Design/methodology/approach
In this paper, the nanosilver sintered lap shear joints were prepared at three sintering temperatures of 250 °C, 280 °C and 310 °C. The bonding quality was characterized by scanning electron microscopy, X-ray diffraction, transmission electron microscope and shear tests, and the long-term reliability was studied by conducting ratcheting fatigue tests. In addition, three modified models based on Basquin equation were used to predict the ratcheting fatigue life of nanosilver sintered lap shear joint and their accuracies were evaluated.
Findings
When the sintering temperature is 250°C, the nanosilver sintered lap shear joint shows the porosity of 22.9 ± 1.6 %, and the shear strength of 22.3 ± 2.4 MPa. Raising the sintering temperature enhances silver crystallite size, strengthens sintering necks, thus improves shear strength and ratcheting fatigue life in joints. In addition, the ratcheting fatigue lives of the joints sintered at different temperatures are effectively predicted by three equivalent force models, and the Gerber model shows the highest life prediction accuracy.
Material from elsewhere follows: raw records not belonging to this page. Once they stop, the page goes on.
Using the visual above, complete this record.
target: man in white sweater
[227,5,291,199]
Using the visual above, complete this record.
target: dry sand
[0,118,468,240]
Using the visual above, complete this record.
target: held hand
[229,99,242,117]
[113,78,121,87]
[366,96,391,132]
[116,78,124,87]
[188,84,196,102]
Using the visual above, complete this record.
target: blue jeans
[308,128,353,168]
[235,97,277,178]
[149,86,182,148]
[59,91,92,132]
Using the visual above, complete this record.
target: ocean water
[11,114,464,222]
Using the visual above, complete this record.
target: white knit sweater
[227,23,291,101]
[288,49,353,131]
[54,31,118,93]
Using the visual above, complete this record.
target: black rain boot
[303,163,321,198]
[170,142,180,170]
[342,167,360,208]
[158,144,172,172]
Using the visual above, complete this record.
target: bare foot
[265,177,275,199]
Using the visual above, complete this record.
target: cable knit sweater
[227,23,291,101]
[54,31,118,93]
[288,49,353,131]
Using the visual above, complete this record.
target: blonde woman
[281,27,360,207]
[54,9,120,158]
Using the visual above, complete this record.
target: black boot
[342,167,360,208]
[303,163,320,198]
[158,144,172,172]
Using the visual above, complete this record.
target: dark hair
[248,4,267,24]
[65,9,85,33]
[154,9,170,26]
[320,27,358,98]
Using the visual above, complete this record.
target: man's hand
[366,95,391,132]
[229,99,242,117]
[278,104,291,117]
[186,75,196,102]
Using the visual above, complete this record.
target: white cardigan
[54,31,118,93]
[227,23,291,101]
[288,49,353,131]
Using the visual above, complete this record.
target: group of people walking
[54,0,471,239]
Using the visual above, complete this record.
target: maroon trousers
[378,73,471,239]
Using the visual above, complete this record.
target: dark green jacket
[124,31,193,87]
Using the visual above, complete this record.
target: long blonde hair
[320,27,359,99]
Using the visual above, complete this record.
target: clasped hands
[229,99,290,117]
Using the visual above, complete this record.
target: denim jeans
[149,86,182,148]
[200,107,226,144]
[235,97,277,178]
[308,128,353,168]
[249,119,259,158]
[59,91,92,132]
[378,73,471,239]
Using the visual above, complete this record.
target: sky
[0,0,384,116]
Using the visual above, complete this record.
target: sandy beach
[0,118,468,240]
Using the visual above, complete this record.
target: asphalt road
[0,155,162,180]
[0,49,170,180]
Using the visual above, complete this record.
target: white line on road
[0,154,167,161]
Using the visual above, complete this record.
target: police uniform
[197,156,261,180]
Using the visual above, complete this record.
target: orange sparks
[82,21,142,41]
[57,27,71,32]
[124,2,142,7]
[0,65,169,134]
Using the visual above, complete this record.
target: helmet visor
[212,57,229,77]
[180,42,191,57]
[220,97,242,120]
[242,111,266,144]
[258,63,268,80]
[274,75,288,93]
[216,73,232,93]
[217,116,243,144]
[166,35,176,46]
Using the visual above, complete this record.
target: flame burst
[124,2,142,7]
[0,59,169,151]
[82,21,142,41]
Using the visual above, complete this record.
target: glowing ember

Research limitations/implications
The sintered silver bondline is suffering a complex stress state. The study only takes the shear stress into consideration. The tensile stress and the combination of shear stress and tensile stress can to be considered in the future study.
Practical implications
The paper provides the experimental and theoretical support for robust bonding and long-term reliability of sintered silver structure.
Social implications
The introduced model can predict the ratcheting fatigue lives of the joints sintered at different temperatures, which shows a potential in engineering applications.
Originality/value
The study revealed the relationship between the sintering temperature and the microstructure, the shear strength and the ratcheting fatigue life of the joint. In addition, the Gerber model can predict the ratcheting fatigue life accurately at different sintering temperatures.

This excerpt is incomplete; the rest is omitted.